The $71,478 camera system — paid for with federal forfeiture funds from drug busts — will be “another tool that could be more effective and efficient to help fight crime,” said Deputy Police Chief Art King. “They can determine if a stolen car is riding around on the street or something like that. We can put things like Amber Alerts, Blue Alerts, Silver alerts, so it really helps in that respect a lot.”
The cameras can catch criminals and other cars on an alert system that police officers may otherwise have missed, King said, improving public safety.
But the cameras have triggered backlash by anti-privacy-intrusion activists. The New York Civil Liberties Union filed suit in 2008 after the police department failed to disclose what information it was recording and storing with the cameras. The AP reports that drivers in New York City were put on lists kept by the New York Police Department just based on whether they parked near a mosque or a muslim-owned business.
The system was authorized for purchase during the Commission's consent agenda, a list of typically uncontroversial city business, but that requires a Commission vote that usually approves the entire group of items at once.

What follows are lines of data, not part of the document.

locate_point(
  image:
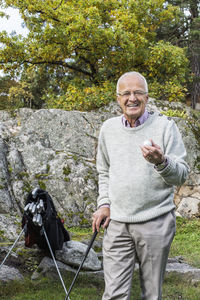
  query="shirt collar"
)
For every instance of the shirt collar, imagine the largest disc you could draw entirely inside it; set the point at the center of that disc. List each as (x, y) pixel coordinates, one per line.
(138, 122)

Based on the size of the expense, the camera system had to be included on the Commission agenda, but the city did not list it as a discussion item. That concerned resident Paul Vonder Heide, who said that the cameras are another step in a pattern of privacy intrusion by the city.
"There is no public support for mass surveillance on law abiding citizens in Winter Park," he said. "But elected Commissioners don't think like you or me. They act as if they believe that George Orwell's ominous novel, '1984' is an instruction manual on how to govern Winter Park."
In Winter Park, one car per patrol shift will have one of the cameras mounted, starting likely in mid-May, King said.